Le VVD (Parti populaire pour la liberté et la démocratie) se prépare à une offensive contre la politique de gestion du lisier du ministre Wiersma, selon des sources à La Haye. Un débat sur le sujet débutera en fin d'après-midi. Une motion de censure est attendue. L'argument avancé est que la qualité de l'eau n'est pas suffisamment protégée. Si la motion était adoptée, les intérêts liés aux infrastructures et à la gestion de l'eau prévaudraient, et un ministre démissionnerait. Un programme d'action contre les nitrates et une demande de dérogation seraient également déposés trop tard, ce qui entraînerait une notification formelle de l'Union européenne et plongerait le pays dans le chaos.

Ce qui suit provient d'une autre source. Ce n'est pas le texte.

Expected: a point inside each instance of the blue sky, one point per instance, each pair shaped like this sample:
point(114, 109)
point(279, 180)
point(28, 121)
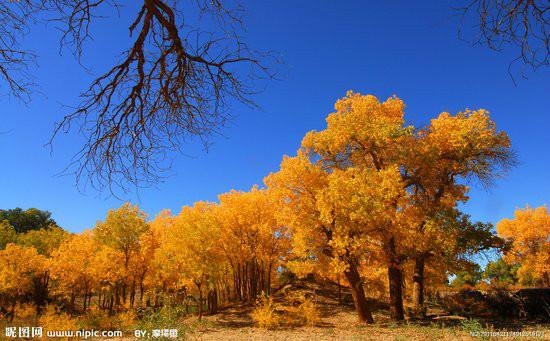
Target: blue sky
point(405, 48)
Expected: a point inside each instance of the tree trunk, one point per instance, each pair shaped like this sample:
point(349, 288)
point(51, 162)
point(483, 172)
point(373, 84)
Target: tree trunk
point(359, 300)
point(418, 286)
point(395, 277)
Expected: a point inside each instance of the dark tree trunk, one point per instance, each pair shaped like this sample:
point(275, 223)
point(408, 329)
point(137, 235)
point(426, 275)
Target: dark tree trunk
point(395, 277)
point(418, 286)
point(358, 293)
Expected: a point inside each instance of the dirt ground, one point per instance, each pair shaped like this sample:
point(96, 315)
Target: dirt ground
point(339, 322)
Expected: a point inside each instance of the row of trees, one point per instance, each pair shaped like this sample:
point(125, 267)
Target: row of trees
point(368, 196)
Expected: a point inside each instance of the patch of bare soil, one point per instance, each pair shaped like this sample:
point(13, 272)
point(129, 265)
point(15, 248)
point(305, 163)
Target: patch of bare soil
point(338, 321)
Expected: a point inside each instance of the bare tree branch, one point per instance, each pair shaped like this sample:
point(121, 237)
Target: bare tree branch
point(174, 83)
point(522, 24)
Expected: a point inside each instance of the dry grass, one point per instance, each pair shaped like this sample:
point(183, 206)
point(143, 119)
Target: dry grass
point(339, 322)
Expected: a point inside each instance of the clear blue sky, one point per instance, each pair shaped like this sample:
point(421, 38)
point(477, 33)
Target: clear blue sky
point(405, 48)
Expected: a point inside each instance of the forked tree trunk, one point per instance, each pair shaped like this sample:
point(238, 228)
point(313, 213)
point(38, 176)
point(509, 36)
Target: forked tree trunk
point(395, 278)
point(358, 294)
point(418, 286)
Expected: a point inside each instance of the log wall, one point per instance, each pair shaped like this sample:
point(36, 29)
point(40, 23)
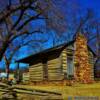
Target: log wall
point(36, 72)
point(54, 69)
point(83, 68)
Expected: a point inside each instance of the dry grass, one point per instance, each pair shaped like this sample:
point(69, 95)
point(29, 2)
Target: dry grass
point(75, 90)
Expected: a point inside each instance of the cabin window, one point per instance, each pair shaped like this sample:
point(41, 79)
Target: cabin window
point(70, 61)
point(45, 70)
point(70, 67)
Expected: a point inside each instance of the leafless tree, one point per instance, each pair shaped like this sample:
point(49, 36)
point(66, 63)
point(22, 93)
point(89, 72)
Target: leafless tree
point(41, 10)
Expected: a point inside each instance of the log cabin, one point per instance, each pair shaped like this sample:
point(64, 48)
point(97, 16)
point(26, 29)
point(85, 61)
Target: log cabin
point(69, 61)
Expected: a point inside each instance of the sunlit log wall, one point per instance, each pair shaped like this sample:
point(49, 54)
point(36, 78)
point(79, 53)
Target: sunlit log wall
point(36, 72)
point(56, 67)
point(83, 67)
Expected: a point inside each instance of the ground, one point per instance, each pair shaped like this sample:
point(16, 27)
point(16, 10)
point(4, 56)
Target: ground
point(89, 90)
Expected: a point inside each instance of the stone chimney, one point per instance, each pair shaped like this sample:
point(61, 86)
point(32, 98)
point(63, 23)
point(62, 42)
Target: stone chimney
point(82, 66)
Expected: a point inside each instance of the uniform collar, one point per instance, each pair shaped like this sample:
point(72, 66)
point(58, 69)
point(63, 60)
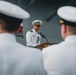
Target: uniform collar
point(34, 30)
point(71, 38)
point(7, 37)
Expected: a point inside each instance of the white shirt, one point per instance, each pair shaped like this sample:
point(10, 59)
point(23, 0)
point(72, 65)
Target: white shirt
point(16, 59)
point(32, 38)
point(60, 59)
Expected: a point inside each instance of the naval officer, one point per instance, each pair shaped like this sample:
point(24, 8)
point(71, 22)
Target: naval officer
point(60, 59)
point(32, 37)
point(15, 58)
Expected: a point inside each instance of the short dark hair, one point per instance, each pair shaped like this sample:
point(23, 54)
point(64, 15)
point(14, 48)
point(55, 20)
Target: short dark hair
point(10, 23)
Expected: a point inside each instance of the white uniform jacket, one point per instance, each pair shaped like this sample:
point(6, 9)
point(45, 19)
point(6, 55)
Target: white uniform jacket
point(16, 59)
point(60, 59)
point(33, 38)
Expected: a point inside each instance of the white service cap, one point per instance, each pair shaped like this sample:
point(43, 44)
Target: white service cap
point(37, 22)
point(67, 13)
point(13, 10)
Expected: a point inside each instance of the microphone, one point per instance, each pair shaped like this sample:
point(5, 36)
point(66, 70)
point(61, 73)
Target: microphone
point(42, 35)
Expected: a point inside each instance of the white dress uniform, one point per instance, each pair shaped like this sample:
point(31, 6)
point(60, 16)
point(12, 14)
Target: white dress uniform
point(61, 59)
point(16, 59)
point(33, 38)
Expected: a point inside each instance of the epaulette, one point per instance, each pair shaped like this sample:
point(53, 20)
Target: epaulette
point(31, 31)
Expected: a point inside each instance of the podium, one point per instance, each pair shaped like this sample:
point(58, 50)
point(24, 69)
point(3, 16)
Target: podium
point(41, 46)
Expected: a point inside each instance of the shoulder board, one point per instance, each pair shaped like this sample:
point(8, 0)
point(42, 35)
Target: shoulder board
point(31, 31)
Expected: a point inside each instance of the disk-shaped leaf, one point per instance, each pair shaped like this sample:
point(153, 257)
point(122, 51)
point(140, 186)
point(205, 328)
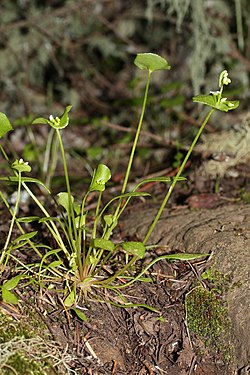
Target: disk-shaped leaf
point(134, 248)
point(151, 62)
point(9, 297)
point(102, 243)
point(5, 124)
point(101, 176)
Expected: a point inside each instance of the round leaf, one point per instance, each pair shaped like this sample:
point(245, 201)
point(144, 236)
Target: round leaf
point(101, 175)
point(151, 62)
point(134, 248)
point(5, 125)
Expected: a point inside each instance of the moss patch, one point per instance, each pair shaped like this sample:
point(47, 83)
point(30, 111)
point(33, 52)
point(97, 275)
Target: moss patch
point(207, 319)
point(25, 347)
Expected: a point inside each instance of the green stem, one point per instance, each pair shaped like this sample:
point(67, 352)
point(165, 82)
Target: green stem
point(13, 216)
point(54, 231)
point(158, 215)
point(71, 216)
point(125, 182)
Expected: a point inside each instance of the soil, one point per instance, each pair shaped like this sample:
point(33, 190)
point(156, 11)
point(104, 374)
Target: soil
point(138, 341)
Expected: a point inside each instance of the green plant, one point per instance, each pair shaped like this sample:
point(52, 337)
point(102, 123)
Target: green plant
point(207, 318)
point(84, 247)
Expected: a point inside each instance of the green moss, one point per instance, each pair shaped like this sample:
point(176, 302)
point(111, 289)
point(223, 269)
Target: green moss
point(23, 347)
point(207, 319)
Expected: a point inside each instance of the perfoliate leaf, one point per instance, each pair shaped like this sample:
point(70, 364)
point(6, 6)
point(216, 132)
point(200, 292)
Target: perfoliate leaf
point(55, 264)
point(134, 248)
point(69, 301)
point(64, 120)
point(21, 166)
point(151, 62)
point(109, 220)
point(12, 283)
point(8, 296)
point(100, 177)
point(63, 200)
point(212, 101)
point(80, 221)
point(5, 124)
point(57, 122)
point(80, 314)
point(102, 243)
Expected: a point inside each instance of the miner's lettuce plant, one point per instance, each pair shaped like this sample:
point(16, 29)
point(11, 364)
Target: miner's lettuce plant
point(84, 247)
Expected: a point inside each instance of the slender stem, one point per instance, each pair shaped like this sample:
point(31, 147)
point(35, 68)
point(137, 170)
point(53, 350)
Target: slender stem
point(13, 215)
point(158, 215)
point(71, 215)
point(125, 182)
point(54, 231)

Plusieurs organisations agricoles, dont Agractie, le Syndicat néerlandais des producteurs laitiers (NMV) et le secteur laitier, souhaitent éviter un tel scénario et proposent, en dernier recours, de formuler des propositions concrètes pour satisfaire aux exigences de la Commission européenne, en garantissant une amélioration suffisante de l'impact environnemental en vue d'une nouvelle dérogation. L'Irlande, après tout, en a déjà obtenu une. Un ou plusieurs votes sur ce sujet devraient avoir lieu cet après-midi.

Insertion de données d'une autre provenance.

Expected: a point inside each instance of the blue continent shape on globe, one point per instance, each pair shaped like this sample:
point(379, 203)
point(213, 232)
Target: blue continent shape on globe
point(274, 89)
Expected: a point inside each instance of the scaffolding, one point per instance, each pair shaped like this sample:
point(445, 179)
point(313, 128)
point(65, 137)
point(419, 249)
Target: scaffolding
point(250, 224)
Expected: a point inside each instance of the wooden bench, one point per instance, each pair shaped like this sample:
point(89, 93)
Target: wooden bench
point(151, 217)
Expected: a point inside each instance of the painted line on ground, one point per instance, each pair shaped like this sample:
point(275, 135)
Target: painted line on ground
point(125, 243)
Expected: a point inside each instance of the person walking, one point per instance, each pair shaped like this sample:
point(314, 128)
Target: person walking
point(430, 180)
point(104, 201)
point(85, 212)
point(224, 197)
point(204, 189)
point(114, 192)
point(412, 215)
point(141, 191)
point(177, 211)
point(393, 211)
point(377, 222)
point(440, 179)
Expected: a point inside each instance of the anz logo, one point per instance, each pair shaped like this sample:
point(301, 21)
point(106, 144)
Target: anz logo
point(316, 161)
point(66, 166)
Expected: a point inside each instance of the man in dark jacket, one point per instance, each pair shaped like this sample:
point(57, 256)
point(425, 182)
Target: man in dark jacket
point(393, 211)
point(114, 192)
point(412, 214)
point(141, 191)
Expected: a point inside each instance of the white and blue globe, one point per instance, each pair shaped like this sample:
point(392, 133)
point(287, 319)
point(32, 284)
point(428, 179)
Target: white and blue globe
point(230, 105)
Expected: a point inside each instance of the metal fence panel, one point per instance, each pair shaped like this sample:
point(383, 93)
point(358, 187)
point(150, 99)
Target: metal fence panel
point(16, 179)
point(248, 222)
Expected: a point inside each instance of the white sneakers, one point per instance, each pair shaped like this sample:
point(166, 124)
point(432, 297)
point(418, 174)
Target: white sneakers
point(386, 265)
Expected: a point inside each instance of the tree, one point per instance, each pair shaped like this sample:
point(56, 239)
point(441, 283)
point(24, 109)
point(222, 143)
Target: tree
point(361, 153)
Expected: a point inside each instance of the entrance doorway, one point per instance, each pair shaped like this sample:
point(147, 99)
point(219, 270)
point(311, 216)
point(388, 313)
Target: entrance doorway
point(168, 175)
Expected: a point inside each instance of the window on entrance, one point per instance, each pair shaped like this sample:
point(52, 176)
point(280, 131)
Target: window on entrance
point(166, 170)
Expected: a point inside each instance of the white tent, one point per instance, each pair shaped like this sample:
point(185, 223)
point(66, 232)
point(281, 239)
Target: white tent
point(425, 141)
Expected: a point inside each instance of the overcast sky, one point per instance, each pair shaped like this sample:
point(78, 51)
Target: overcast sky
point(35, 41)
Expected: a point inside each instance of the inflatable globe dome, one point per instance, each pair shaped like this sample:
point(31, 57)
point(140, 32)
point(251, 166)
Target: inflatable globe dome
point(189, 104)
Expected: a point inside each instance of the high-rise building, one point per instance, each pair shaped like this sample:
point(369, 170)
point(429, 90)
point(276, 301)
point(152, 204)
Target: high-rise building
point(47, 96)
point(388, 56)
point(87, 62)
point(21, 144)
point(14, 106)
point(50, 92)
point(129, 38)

Cela devrait également ramener les partis politiques de La Haye à la raison, afin d'éviter qu'un autre ministre ne soit limogé pour des querelles politiques. Ils estiment qu'une telle situation ne ferait qu'engendrer le chaos. Cela éviterait aussi qu'un ministre issu d'un nouveau gouvernement ne se retrouve immédiatement en difficulté. D'après les informations disponibles, la LTO Nederland (Fédération néerlandaise d'agriculture et d'horticulture) reste globalement à l'écart.
Si la ministre Wiersma reste en poste, elle devra s'atteler dans les prochains jours à la transmission à Bruxelles du huitième Programme d'action sur les nitrates, incluant la demande de dérogation. Cependant, des obstacles se dressent sur son chemin. La semaine dernière, un différend a éclaté entre le ministère des Infrastructures et de la Gestion de l'eau (I&W) et le ministère de l'Agriculture, de la Nature et de la Qualité alimentaire (LVVN), ce dernier insistant sur des normes plus strictes que celles prévues par la réglementation européenne. Il souhaite également imposer des normes de qualité de l'eau plus strictes à une superficie plus étendue que celle souhaitée par le LVVN.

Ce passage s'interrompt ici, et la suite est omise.